Sibanye-Stillwater has reached a commercial settlement with Appian Capital Advisory, agreeing to pay $215 million to resolve a protracted legal dispute stemming from the South African miner’s decision to abandon a $1 billion acquisition of two Brazilian assets in early 2022. The agreement, which includes £5 million in previously paid legal fees, was announced on 10 November 2025, mere hours before a scheduled trial in London to determine the full extent of damages.
The controversy dates back to October 2021, when Sibanye-Stillwater revealed plans to purchase Atlantic Nickel, owner of the Santa Rita nickel mine, and Mineração Vale Verde, operator of the Serrote copper-gold mine, from Appian for a total of $1 billion in cash. The deal was intended to bolster the company’s exposure to battery metals, complementing its established gold and platinum group metals operations in South Africa and the United States, alongside existing interests such as a lithium project in Finland and a nickel processing facility in France.
Just three months later, in January 2022, Sibanye-Stillwater abruptly terminated the transaction, pointing to a geotechnical incident—a pit wall dislocation—at the Santa Rita mine as justification. Appian contested this move, arguing that the event did not constitute a material adverse change sufficient to warrant withdrawal. In February 2022, the London-based investment firm initiated proceedings in the High Court of Justice in England, seeking damages exceeding $1.2 billion, inclusive of the original purchase price and an estimated $218 million in royalties.
A pivotal ruling came in October 2024, when the UK court found Sibanye-Stillwater liable for unlawfully breaching the agreement, setting the stage for a quantum hearing that could have resulted in a payout surpassing $720 million, according to the miner’s own earlier assessments. The settlement averts that risk, with both parties expressing satisfaction at drawing a line under the matter after nearly four years of litigation.
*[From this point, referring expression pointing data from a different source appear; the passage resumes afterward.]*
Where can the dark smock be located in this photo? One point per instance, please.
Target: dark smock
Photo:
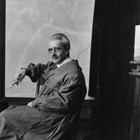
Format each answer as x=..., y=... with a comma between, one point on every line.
x=56, y=108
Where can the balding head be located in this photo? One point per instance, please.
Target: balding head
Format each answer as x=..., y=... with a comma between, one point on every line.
x=63, y=38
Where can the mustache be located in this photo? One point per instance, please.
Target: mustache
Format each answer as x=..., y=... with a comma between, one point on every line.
x=54, y=57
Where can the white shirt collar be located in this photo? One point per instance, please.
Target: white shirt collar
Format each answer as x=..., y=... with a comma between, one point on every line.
x=64, y=62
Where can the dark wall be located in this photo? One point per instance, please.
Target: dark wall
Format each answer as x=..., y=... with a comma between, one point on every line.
x=113, y=48
x=2, y=47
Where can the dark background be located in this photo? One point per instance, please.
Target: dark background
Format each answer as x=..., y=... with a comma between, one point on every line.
x=113, y=41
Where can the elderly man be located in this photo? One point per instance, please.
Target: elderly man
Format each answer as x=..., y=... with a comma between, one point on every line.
x=54, y=113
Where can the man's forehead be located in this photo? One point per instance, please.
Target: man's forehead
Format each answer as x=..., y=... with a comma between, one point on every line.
x=55, y=43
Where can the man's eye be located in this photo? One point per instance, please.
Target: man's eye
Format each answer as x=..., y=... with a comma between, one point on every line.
x=57, y=49
x=50, y=50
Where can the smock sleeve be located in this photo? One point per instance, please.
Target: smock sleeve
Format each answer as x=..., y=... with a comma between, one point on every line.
x=73, y=90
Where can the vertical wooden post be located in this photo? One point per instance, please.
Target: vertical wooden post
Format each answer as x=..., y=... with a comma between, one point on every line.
x=135, y=119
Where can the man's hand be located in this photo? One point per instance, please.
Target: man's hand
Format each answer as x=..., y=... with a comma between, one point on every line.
x=19, y=76
x=29, y=104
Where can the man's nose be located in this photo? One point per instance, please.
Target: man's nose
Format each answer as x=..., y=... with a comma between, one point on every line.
x=53, y=52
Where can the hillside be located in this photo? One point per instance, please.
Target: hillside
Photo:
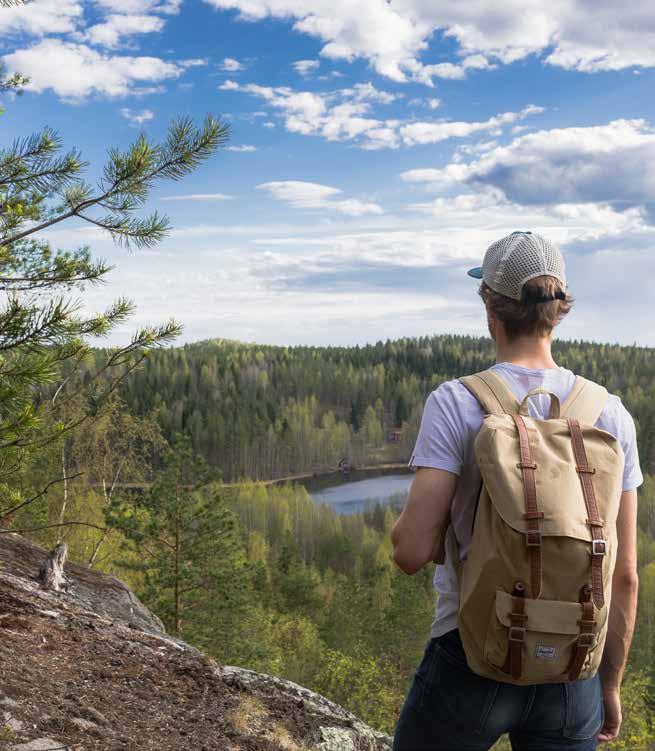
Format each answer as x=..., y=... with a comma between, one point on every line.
x=91, y=668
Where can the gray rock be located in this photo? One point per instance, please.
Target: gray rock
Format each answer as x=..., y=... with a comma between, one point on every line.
x=106, y=596
x=336, y=739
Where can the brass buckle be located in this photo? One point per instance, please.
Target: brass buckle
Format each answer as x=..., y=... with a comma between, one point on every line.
x=533, y=539
x=516, y=633
x=587, y=640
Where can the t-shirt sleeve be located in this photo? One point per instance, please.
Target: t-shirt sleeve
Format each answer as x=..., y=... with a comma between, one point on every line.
x=441, y=440
x=626, y=433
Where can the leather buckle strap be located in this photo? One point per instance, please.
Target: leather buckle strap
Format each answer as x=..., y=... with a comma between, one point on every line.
x=516, y=632
x=532, y=513
x=598, y=544
x=587, y=638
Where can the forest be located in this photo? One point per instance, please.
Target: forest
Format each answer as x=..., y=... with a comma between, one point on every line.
x=243, y=569
x=148, y=460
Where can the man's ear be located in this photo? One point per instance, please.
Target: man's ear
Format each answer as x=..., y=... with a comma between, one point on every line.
x=492, y=322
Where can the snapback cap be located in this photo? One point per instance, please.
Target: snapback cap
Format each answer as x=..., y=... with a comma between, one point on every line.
x=513, y=260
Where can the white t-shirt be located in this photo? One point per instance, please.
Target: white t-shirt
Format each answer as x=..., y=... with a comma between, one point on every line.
x=451, y=419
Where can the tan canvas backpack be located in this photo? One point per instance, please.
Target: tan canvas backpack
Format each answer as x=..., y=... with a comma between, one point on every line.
x=535, y=587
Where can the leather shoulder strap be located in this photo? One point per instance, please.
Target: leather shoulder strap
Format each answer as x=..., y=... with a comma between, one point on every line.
x=492, y=392
x=585, y=402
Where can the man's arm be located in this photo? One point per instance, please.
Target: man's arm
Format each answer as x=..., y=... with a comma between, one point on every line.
x=418, y=535
x=622, y=615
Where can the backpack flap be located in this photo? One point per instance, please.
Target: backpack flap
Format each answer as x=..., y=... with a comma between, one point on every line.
x=559, y=492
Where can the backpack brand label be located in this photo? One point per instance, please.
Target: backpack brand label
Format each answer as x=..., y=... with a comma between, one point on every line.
x=545, y=653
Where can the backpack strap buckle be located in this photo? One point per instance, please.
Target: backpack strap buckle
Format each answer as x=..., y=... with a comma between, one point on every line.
x=587, y=641
x=516, y=633
x=533, y=538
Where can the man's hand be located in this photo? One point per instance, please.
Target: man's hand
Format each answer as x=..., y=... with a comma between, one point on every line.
x=613, y=717
x=621, y=619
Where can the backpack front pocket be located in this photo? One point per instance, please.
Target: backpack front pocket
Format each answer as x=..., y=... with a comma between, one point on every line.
x=548, y=638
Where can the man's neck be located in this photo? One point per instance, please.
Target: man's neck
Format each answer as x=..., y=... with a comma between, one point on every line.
x=529, y=352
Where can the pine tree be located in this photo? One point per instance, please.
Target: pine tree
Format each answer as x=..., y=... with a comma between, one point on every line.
x=45, y=357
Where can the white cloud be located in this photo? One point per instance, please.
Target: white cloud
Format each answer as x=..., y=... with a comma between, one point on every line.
x=434, y=132
x=193, y=62
x=306, y=195
x=41, y=17
x=394, y=36
x=344, y=115
x=74, y=71
x=604, y=164
x=199, y=197
x=304, y=67
x=140, y=6
x=231, y=65
x=114, y=27
x=137, y=118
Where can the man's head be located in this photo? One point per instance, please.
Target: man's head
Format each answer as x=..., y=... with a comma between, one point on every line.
x=523, y=285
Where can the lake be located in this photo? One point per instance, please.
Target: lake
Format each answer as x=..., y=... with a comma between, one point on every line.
x=350, y=496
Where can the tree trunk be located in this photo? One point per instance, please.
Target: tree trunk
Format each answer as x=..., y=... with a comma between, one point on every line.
x=51, y=573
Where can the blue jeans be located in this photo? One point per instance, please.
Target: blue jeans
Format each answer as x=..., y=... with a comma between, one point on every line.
x=451, y=708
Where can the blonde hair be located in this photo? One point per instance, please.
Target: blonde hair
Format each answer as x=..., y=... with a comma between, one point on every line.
x=529, y=317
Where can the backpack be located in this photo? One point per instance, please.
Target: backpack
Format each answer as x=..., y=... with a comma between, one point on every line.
x=535, y=587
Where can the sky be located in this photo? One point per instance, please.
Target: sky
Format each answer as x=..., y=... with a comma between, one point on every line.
x=377, y=147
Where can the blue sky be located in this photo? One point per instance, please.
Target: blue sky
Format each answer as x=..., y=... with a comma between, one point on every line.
x=377, y=149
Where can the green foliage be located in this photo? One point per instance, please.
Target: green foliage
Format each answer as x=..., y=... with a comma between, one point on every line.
x=260, y=411
x=50, y=383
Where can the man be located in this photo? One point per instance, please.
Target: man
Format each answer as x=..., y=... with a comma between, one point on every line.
x=449, y=707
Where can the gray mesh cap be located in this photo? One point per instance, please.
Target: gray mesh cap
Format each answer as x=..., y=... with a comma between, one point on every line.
x=513, y=260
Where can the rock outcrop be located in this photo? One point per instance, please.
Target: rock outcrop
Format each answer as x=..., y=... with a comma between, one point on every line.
x=90, y=668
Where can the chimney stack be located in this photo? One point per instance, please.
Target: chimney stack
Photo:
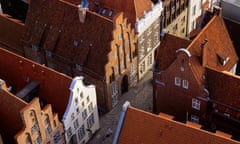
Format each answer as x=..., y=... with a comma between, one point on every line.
x=82, y=11
x=217, y=10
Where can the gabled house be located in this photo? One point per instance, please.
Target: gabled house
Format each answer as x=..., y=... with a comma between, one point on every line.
x=76, y=41
x=27, y=122
x=224, y=111
x=144, y=17
x=136, y=126
x=179, y=81
x=42, y=97
x=80, y=119
x=174, y=17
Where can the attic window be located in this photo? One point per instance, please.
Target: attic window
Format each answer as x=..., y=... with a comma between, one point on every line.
x=222, y=60
x=110, y=13
x=103, y=11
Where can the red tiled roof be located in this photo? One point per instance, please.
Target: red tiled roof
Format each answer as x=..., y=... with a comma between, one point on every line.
x=224, y=87
x=140, y=127
x=167, y=50
x=11, y=122
x=132, y=9
x=55, y=25
x=11, y=32
x=218, y=45
x=18, y=72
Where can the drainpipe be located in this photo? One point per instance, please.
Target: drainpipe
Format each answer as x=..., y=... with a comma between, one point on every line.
x=120, y=122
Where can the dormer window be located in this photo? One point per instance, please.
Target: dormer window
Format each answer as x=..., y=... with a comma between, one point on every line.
x=110, y=13
x=223, y=61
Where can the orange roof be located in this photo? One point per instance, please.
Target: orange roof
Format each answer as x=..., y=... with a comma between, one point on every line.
x=18, y=72
x=218, y=46
x=224, y=87
x=141, y=127
x=55, y=26
x=167, y=50
x=132, y=9
x=10, y=107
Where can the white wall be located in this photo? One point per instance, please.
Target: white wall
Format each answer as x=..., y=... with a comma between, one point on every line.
x=80, y=101
x=197, y=5
x=231, y=9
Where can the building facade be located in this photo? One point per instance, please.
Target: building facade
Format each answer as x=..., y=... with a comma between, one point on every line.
x=40, y=125
x=137, y=126
x=148, y=31
x=100, y=49
x=81, y=117
x=195, y=10
x=174, y=17
x=180, y=82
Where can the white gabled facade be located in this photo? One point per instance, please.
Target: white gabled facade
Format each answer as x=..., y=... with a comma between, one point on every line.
x=80, y=119
x=148, y=32
x=0, y=9
x=194, y=11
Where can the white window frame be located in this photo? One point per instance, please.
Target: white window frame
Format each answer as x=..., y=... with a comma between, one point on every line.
x=196, y=104
x=185, y=84
x=177, y=81
x=194, y=118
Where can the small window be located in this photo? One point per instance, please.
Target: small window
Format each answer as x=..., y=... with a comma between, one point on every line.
x=177, y=81
x=185, y=84
x=196, y=104
x=194, y=118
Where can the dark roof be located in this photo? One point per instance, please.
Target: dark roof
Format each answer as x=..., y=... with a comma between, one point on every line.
x=224, y=87
x=146, y=128
x=55, y=26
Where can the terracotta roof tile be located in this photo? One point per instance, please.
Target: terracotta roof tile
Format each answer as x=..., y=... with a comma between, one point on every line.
x=146, y=128
x=224, y=87
x=92, y=37
x=167, y=50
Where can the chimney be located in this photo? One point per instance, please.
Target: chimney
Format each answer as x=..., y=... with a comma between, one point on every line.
x=217, y=10
x=82, y=11
x=202, y=51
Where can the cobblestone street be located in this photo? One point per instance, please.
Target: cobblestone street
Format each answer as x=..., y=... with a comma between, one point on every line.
x=139, y=97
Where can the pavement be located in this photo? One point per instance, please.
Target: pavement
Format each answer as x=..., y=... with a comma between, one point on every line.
x=139, y=97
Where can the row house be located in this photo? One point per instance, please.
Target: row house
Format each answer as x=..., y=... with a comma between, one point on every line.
x=44, y=98
x=196, y=9
x=180, y=79
x=76, y=41
x=27, y=122
x=174, y=17
x=11, y=34
x=137, y=126
x=144, y=17
x=80, y=119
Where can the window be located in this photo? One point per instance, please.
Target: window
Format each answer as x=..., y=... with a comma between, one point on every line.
x=185, y=84
x=69, y=132
x=56, y=137
x=76, y=124
x=141, y=38
x=34, y=128
x=196, y=104
x=194, y=118
x=81, y=132
x=149, y=62
x=194, y=10
x=175, y=28
x=142, y=67
x=90, y=107
x=38, y=140
x=84, y=114
x=88, y=99
x=90, y=121
x=177, y=81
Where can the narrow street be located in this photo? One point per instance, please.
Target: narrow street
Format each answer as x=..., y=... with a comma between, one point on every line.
x=139, y=97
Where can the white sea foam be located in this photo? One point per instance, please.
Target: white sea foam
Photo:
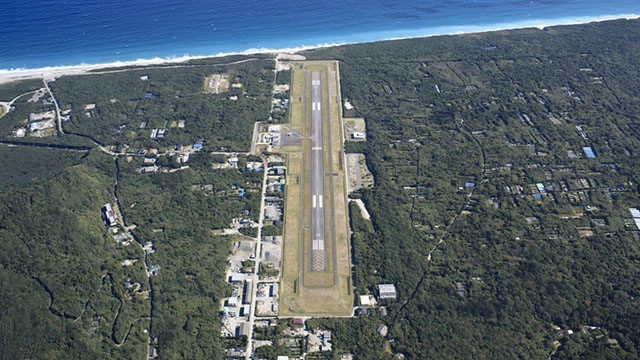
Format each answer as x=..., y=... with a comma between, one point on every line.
x=7, y=75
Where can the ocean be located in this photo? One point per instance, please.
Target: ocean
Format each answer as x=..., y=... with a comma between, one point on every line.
x=45, y=33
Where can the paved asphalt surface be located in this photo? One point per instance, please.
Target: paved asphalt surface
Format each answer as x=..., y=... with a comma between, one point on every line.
x=318, y=249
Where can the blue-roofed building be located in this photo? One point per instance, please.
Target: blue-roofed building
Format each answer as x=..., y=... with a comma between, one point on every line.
x=587, y=151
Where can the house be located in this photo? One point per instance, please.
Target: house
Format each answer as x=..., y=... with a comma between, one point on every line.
x=149, y=170
x=382, y=330
x=232, y=301
x=243, y=329
x=365, y=300
x=237, y=277
x=248, y=292
x=387, y=291
x=363, y=312
x=589, y=152
x=153, y=269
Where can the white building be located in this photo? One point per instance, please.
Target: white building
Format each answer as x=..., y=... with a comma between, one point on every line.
x=387, y=291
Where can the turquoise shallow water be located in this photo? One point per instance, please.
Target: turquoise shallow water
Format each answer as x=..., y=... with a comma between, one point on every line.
x=70, y=32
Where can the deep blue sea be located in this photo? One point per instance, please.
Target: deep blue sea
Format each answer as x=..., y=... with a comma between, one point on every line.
x=42, y=33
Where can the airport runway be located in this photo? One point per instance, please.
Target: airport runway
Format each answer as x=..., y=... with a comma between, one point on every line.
x=318, y=249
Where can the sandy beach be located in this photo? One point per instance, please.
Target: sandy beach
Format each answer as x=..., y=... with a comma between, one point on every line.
x=49, y=73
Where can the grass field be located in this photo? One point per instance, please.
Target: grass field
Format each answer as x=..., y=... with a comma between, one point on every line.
x=306, y=292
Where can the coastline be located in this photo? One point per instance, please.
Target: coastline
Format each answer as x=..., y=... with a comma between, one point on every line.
x=49, y=73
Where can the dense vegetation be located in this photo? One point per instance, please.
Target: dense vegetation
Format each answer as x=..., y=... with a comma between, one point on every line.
x=509, y=263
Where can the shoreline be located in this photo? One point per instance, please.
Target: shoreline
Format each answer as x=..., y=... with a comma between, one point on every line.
x=51, y=72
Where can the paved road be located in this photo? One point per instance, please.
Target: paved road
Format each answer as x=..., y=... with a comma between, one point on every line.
x=318, y=252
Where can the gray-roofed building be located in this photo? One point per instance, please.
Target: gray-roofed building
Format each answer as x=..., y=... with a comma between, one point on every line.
x=243, y=329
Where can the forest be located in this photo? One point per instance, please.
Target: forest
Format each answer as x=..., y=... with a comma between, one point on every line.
x=503, y=238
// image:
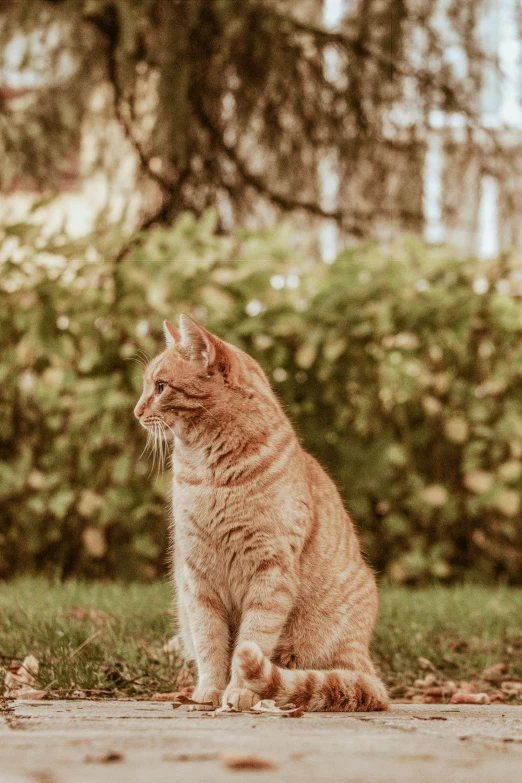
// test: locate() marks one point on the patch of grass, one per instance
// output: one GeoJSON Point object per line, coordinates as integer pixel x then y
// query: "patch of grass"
{"type": "Point", "coordinates": [118, 647]}
{"type": "Point", "coordinates": [115, 648]}
{"type": "Point", "coordinates": [462, 630]}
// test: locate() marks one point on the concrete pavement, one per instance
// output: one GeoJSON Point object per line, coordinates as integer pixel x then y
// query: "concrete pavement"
{"type": "Point", "coordinates": [134, 741]}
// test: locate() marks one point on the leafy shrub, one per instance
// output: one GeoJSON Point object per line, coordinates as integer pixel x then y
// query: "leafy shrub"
{"type": "Point", "coordinates": [400, 370]}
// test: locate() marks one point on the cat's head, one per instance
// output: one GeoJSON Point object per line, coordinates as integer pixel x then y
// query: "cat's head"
{"type": "Point", "coordinates": [200, 381]}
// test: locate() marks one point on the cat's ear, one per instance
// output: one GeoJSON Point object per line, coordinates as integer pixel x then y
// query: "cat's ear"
{"type": "Point", "coordinates": [198, 344]}
{"type": "Point", "coordinates": [172, 334]}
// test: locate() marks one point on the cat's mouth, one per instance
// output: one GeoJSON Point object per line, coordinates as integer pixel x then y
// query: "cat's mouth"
{"type": "Point", "coordinates": [157, 428]}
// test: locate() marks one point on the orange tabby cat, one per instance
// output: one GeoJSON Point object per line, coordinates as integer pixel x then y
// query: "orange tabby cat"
{"type": "Point", "coordinates": [275, 600]}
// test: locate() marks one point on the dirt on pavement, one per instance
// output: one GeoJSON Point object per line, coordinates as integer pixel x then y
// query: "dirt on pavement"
{"type": "Point", "coordinates": [131, 741]}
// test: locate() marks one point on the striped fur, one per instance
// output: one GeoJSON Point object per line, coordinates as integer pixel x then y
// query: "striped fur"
{"type": "Point", "coordinates": [274, 597]}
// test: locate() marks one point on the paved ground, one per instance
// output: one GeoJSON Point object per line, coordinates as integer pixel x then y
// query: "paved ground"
{"type": "Point", "coordinates": [107, 741]}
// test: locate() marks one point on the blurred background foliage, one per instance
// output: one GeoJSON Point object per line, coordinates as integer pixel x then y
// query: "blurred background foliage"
{"type": "Point", "coordinates": [399, 367]}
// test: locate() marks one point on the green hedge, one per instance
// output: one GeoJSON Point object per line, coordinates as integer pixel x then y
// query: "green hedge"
{"type": "Point", "coordinates": [400, 371]}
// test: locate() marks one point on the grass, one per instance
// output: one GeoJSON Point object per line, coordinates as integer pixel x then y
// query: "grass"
{"type": "Point", "coordinates": [116, 649]}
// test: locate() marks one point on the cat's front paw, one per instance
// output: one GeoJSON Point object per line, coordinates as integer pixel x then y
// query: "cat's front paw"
{"type": "Point", "coordinates": [207, 698]}
{"type": "Point", "coordinates": [239, 698]}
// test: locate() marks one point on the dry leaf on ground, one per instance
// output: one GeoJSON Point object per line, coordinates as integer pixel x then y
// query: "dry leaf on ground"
{"type": "Point", "coordinates": [469, 698]}
{"type": "Point", "coordinates": [240, 761]}
{"type": "Point", "coordinates": [29, 693]}
{"type": "Point", "coordinates": [165, 697]}
{"type": "Point", "coordinates": [426, 664]}
{"type": "Point", "coordinates": [511, 687]}
{"type": "Point", "coordinates": [426, 682]}
{"type": "Point", "coordinates": [269, 706]}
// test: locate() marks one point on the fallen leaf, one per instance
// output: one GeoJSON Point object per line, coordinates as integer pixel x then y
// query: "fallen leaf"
{"type": "Point", "coordinates": [297, 713]}
{"type": "Point", "coordinates": [424, 663]}
{"type": "Point", "coordinates": [427, 682]}
{"type": "Point", "coordinates": [29, 693]}
{"type": "Point", "coordinates": [511, 687]}
{"type": "Point", "coordinates": [238, 761]}
{"type": "Point", "coordinates": [469, 698]}
{"type": "Point", "coordinates": [183, 699]}
{"type": "Point", "coordinates": [110, 757]}
{"type": "Point", "coordinates": [466, 687]}
{"type": "Point", "coordinates": [493, 673]}
{"type": "Point", "coordinates": [165, 697]}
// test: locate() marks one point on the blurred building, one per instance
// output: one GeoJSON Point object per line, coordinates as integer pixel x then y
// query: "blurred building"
{"type": "Point", "coordinates": [448, 182]}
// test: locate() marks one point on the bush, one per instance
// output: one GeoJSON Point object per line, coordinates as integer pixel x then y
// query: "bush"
{"type": "Point", "coordinates": [400, 370]}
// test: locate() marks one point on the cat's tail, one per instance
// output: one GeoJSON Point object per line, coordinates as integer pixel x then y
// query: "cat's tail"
{"type": "Point", "coordinates": [335, 690]}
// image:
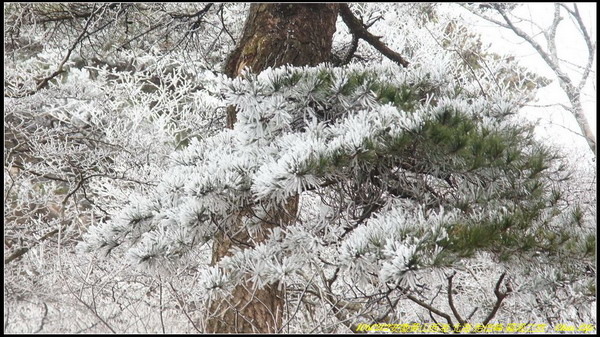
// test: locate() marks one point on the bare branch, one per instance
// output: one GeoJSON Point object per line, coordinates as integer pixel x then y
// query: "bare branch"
{"type": "Point", "coordinates": [500, 296]}
{"type": "Point", "coordinates": [358, 29]}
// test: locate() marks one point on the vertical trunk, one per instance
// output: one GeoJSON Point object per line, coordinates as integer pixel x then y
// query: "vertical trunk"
{"type": "Point", "coordinates": [274, 35]}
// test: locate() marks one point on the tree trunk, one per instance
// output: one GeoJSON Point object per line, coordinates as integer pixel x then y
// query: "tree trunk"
{"type": "Point", "coordinates": [274, 35]}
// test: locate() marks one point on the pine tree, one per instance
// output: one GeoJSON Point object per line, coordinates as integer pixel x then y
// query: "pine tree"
{"type": "Point", "coordinates": [350, 183]}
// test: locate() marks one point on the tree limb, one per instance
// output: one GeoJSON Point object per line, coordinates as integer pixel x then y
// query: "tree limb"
{"type": "Point", "coordinates": [358, 29]}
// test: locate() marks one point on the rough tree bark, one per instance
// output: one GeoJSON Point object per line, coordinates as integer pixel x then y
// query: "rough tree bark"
{"type": "Point", "coordinates": [274, 35]}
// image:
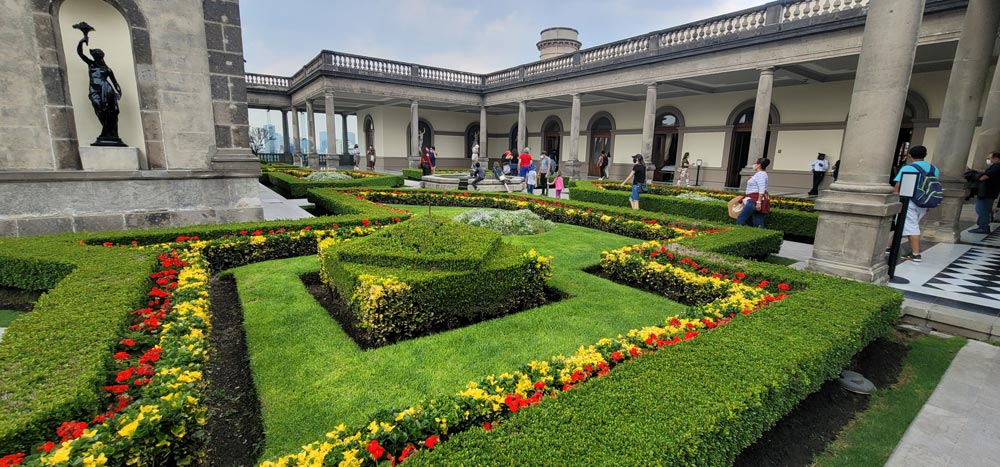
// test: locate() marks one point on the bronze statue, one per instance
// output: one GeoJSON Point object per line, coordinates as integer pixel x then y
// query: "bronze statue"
{"type": "Point", "coordinates": [104, 90]}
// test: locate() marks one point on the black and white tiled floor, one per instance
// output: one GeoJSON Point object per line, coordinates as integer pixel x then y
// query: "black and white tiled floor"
{"type": "Point", "coordinates": [974, 274]}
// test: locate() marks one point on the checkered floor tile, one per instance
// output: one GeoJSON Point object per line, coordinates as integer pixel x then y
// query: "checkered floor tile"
{"type": "Point", "coordinates": [976, 273]}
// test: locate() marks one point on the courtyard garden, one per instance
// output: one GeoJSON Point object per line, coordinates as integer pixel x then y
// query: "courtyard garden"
{"type": "Point", "coordinates": [415, 326]}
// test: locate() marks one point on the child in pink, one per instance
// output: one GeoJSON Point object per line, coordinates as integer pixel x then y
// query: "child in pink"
{"type": "Point", "coordinates": [559, 184]}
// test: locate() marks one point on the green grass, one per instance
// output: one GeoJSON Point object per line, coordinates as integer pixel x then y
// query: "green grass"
{"type": "Point", "coordinates": [871, 438]}
{"type": "Point", "coordinates": [775, 259]}
{"type": "Point", "coordinates": [311, 376]}
{"type": "Point", "coordinates": [6, 316]}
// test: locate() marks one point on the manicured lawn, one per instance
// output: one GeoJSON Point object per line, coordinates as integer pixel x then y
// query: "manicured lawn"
{"type": "Point", "coordinates": [6, 316]}
{"type": "Point", "coordinates": [310, 376]}
{"type": "Point", "coordinates": [870, 440]}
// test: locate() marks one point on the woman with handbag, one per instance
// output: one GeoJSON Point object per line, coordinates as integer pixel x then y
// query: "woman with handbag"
{"type": "Point", "coordinates": [638, 178]}
{"type": "Point", "coordinates": [756, 202]}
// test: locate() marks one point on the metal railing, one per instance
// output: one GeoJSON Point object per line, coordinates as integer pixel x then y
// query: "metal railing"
{"type": "Point", "coordinates": [712, 31]}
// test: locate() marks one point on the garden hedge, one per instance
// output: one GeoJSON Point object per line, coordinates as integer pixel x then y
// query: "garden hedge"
{"type": "Point", "coordinates": [703, 402]}
{"type": "Point", "coordinates": [794, 223]}
{"type": "Point", "coordinates": [431, 274]}
{"type": "Point", "coordinates": [295, 187]}
{"type": "Point", "coordinates": [735, 240]}
{"type": "Point", "coordinates": [54, 360]}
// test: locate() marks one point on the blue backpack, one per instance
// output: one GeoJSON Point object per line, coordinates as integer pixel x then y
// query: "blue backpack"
{"type": "Point", "coordinates": [928, 193]}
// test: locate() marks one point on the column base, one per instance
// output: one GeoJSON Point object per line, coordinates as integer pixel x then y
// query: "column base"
{"type": "Point", "coordinates": [852, 234]}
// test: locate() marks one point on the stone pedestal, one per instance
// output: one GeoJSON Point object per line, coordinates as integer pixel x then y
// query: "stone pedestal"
{"type": "Point", "coordinates": [104, 158]}
{"type": "Point", "coordinates": [852, 234]}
Executives from both companies highlighted the benefits of the resolution. Sibanye-Stillwater’s leadership described it as being firmly in the best interests of the group and its stakeholders, enabling a shift in focus towards operational stability and portfolio growth without the burden of ongoing legal uncertainty. Appian’s chief executive similarly welcomed the outcome as constructive, allowing the firm to redirect resources towards fund management and expansion opportunities.
Analysts reacted favourably to the news. According to a note from BMO Capital Markets, as reported by MINING.COM, the settlement represents a modest positive development for Sibanye-Stillwater, as the company can cover the amount from existing cash reserves while eliminating a significant overhang that has lingered over its shares. This sentiment was echoed in market performance, with the firm’s US-listed shares rising 6.5% at the open on 10 November, pushing its market capitalisation close to $12 billion. In Johannesburg trading, shares climbed as much as 7.1% to close at 48.96 rand, contributing to year-to-date gains exceeding 200%, largely driven by stronger prices for platinum group metals and gold.
The Santa Rita operation, one of the world’s largest open-pit nickel sulphide mines, is approaching the end of its surface phase and is poised to transition to underground mining, potentially extending its lifespan significantly. Meanwhile, the Serrote mine in Alagoas is projected to yield around 20,000 tonnes of copper-equivalent per year over a 14-year period.
This is not the only battery metals venture Sibanye-Stillwater has reconsidered in recent years. Earlier in 2025, the company withdrew from a planned investment in the Rhyolite Ridge lithium-boron project in Nevada, originally unveiled in 2021, amid challenging market conditions for such commodities. The Appian resolution, however, provides closure and clarity, allowing the miner to prioritise consistent delivery across its diverse global assets.